OK, as a permanent resident in the US, you pay your US taxes exactly the same as any other US taxpayer. And as you've outlined the situation, you would just pay your normal US taxes on whatever you were paid while working in the UK.

The "overseas earnings" provisions only kick in if you satisfy either the physical presence test or the bona fide resident test - both of which require a full year of being outside the US. 

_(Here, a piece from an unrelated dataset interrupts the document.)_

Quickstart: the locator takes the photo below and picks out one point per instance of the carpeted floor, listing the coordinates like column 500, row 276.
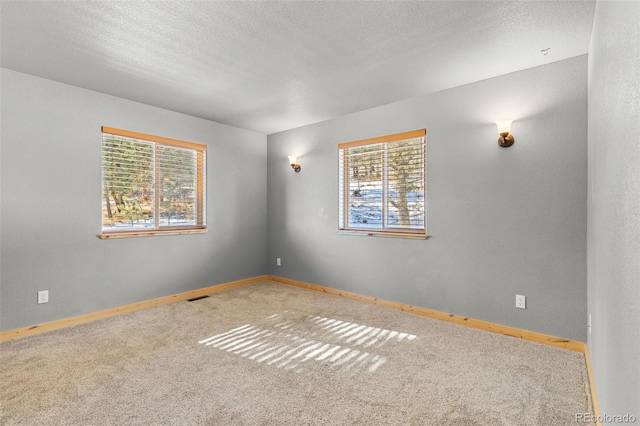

I'm assuming you have already "checked out" of the UK tax system when you took up residence in the US. So you shouldn't wind up paying UK taxes on your salary while back there. I know the UK goes by the 183 day rule to some extent, but only for determining residence. For US purposes, it's not really applicable. You really have to be outside the country for a full year (well, 330 days in a 12 consecutive month period, or one full calendar year).
Cheers,
Bev


----------



## MindtheGAAP (Dec 1, 2014)

Bevdeforges said:


> I'm assuming you have already "checked out" of the UK tax system when you took up residence in the US. So you shouldn't wind up paying UK taxes on your salary while back there. I know the UK goes by the 183 day rule to some extent, but only for determining residence. For US purposes, it's not really applicable. You really have to be outside the country for a full year (well, 330 days in a 12 consecutive month period, or one full calendar year).


That is correct, Bev... Fully checked-out of the UK tax system (have been here in the US for 8+ years). So the take-away from this is that there is no impact to me except for jet lag and getting some airmiles..?

Just wanted to confirm - appreciate the reply!


----------